Page 8 of One Kiss


Font Size:

I toss the phone back to the bed. But almost before it’s down, the alert goes off again, and I dive like I’ve got an opponent trying also to get to it.

WALKER: Get the girls all home safely?

It’s an easy question. And I have choices. Easy answer. Flirt.

ME: It was hard, but I managed. You?

Obviously, I don’t go either way. That would be too easy. And now, I’m not sure what I’m asking. Maybe he’ll know.

WALKER: Little bit, but I managed.

I laugh and it’s the first time in a long time I didn’t wake up and go straight for the anti anxiety breathing exercises, or the anti anxiety squeeze ball, or the meds.

ME: Sexy and funny. Anything else I should know?

It’s just short of asking if he has a woman waiting at home for him. But that’s what I want to know.

WALKER: No serial killers in the family tree. No baby mamas. Or babies. Squeaky clean except for a speeding ticket I would’ve contested but no time.

There’s something so charming about him—or maybe I’m reading charm into the text where none exists, but I don’t care—and I don’t have the kind of defenses resisting him is going to take.

Monday, Tuesday, Wednesday, Thursday, all prove that. I haven’t lost sight of my phone because in case a text comes in, I don’t want to miss it. The anticipation is astounding. We text during work, during dinner, after dinner, in bed.

By Friday, I have a text waiting for me when I roll out of bed.

WALKER: Good morning. I have to go to Covington to pick up a load of parts for the shop. Won’t be back until Sunday night.
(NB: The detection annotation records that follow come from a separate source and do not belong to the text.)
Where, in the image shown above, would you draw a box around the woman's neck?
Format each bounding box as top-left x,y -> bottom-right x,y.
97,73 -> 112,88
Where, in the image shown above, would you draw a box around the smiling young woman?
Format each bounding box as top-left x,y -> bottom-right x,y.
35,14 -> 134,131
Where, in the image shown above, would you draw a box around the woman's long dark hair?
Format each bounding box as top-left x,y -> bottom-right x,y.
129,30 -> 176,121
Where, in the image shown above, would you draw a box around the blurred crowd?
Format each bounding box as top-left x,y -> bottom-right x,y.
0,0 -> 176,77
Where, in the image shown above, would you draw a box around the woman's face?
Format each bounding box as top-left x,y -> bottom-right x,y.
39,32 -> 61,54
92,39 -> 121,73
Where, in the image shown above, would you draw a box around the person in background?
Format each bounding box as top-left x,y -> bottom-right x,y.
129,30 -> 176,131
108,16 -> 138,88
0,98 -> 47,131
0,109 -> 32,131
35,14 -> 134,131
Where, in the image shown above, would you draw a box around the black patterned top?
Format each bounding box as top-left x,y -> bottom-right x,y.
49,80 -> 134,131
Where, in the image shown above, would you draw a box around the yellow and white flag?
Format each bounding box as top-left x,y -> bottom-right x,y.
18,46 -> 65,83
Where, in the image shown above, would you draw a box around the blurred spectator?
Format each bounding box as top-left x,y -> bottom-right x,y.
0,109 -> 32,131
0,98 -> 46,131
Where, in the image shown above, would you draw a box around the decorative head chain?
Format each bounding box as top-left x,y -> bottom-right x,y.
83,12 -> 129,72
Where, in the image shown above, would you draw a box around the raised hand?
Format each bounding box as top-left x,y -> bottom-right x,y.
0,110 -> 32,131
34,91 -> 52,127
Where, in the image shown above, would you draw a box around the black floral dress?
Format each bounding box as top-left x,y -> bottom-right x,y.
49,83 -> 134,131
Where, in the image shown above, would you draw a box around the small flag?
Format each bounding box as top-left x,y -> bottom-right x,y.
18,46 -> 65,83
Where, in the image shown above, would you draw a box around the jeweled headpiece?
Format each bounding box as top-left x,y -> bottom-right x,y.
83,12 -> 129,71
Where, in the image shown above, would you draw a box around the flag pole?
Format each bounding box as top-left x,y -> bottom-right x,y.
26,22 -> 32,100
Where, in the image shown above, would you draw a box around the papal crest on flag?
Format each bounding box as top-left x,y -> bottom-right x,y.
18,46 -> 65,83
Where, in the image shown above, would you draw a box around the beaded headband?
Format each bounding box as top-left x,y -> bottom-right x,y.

It’s okay because I have a super busy weekend and today is the only day I have to get everything ready. I have signs to put out and balloons to order, cookies to bake. The staging on Saturday’s house has been done, but I still need to check on Sunday’s.

Still, I would’ve found a way to squeeze him in if he asked. Since he didn’t, I don’t offer either. I will not be the eager girl throwing myself at him.

ME: Safe trip.

WALKER: Thanks. Can I text later?

I ignore the shiver of excitement. The blast of happiness. The electric shock of longing.

ME: Sure.

Playing it cool is way better.

Over the week, I’ve learned that he owns a business where he employs a couple other guys. His best friend is engaged, so we have that in common. And his dad died, but his mom and sister live nearby.

I’ve told him not so much. It isn’t that I don’t want to tell him about myself, I just very much like discovering things about him. In the beginning, I thought he was a player, just a guy using all that beauty and all that charm to talk a girl out of her pants and her panties. I’m also not as ashamed as I should be that I was considering how to make that happen even before I knew more than his name.

Instead of just asking for what he wants or me asking him to bend me over and do me, I spend all the next week just chatting. Asking how his day is, how things are going at work, what he’s having for dinner. I hope for an invite every time I ask. but one never comes.

ME: Is it weird how we met?

I know what I mean. I mean is it weird for him that we met at a bar even though I’m not allowed to drink, and that I only came over because it was a dare I didn’t have a choice but to take. Especially since it was my game to begin with.

WALKER: No. Think of the story we can tell our grandkids.

It’s like the words are typed in neon on my screen. I swallow. Grandkids?Ourgrandkids. If I was the kind of girl who made a ruckus, there would be some serious ruckusing going on right now.

Someday, of course, I want kids. I want the guy, the house, the kids, even the damned dog. It’s the dream I sell at least once a week to some bright-eyed soon to be married couple and I want a little piece of it for myself.

But to see it color on my phone, spelled out, with a guy as the faceless husband I sometimes imagine is a wholly different occasion. And my heart is going like a freight train.